Europe is the current epicentre of the outbreak, recording more than 80% of cases globally.(Photo for representation)

With the number of monkeypox cases increasing rapidly worldwide, the World Health Organization has decided to take a relook on whether the outbreak constitutes a public health emergency of international concern.

Europe is the current epicentre of the outbreak, recording more than 80% of cases globally, according to the WHO. However, since recording is poor in other countries it is quite possible that the exact numbers are not being registered.

WHO's Emergency Committee concluded in June that the outbreak did not meet the criteria for such a declaration.

But as the virus continues to spread, WHO Director-General Tedros Ghebreyesus wants the committee to take up the issue again, based on the latest data around the epidemiology and evolution of the outbreak.

"On monkeypox, I continue to be concerned by the scale and spread of the virus.
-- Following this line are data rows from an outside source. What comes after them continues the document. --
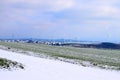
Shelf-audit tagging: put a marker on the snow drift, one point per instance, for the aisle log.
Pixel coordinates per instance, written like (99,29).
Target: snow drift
(45,69)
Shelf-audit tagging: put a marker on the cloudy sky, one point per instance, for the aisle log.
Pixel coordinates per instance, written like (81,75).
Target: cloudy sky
(92,20)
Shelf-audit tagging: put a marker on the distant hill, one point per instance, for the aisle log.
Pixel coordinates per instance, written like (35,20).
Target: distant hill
(103,45)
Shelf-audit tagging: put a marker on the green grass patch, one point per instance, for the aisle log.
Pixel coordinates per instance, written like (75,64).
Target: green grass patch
(8,64)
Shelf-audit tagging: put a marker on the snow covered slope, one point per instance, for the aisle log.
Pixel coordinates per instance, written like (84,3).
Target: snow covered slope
(45,69)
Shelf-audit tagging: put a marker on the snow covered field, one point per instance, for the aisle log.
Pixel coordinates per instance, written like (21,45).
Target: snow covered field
(45,69)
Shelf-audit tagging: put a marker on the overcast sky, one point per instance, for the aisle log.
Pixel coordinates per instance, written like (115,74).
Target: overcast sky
(92,20)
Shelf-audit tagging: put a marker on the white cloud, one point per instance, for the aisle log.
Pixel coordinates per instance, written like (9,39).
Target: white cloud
(53,5)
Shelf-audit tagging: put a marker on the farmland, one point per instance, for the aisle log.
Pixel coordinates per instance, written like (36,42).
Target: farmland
(108,59)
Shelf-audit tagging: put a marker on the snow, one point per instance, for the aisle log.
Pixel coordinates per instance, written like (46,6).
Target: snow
(45,69)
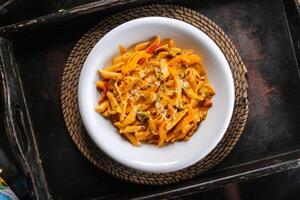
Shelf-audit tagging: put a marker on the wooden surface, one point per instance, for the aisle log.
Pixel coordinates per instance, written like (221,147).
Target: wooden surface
(270,143)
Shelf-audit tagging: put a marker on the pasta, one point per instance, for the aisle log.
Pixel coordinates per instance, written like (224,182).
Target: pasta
(155,92)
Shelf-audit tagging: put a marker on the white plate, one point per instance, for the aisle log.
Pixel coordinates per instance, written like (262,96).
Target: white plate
(151,158)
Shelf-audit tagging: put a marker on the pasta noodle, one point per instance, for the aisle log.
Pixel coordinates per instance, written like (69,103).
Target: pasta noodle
(155,92)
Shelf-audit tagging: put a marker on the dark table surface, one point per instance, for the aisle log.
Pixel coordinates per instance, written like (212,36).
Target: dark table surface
(274,90)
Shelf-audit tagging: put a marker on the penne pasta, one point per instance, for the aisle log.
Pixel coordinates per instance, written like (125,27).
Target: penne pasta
(155,93)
Across the world, there have now been more than 6,000 cases recorded in 58 countries," the WHO chief said.

Tedros said Wednesday that he will convene the committee during the week of July 18, or sooner if needed.

WHO defines a public health emergency of international concern as an extraordinary event that constitutes a public health risk to other States through the international spread of disease and that may potentially require a coordinated international response.

"Testing remains a challenge, and it's highly probable that there are a significant number of cases not being picked up," Tedros explained.

Monkeypox, a viral disease, occurs mostly in central and western Africa, where the virus is endemic — but as part of the latest outbreak, the virus has spread to many other regions of the world for the first time.

Cases are also being reported in African countries that previously were not affected by the virus, and in those places where the virus is endemic, record numbers are being recorded, Tedros said Wednesday.

WHO is working with countries and vaccine manufacturers to coordinate sharing of vaccines for monkeypox, which are scarce. The organization is also working with groups to break the stigma around the virus and spread information to help protect people.

Early data on the outbreak has suggested that gay and bisexual men and other men who have sex with men make up a high number of reported cases, leading to concern about stigmatizing the disease and the LGBTQ community.

However, anyone who has been in close contact with someone who has the virus can be at risk.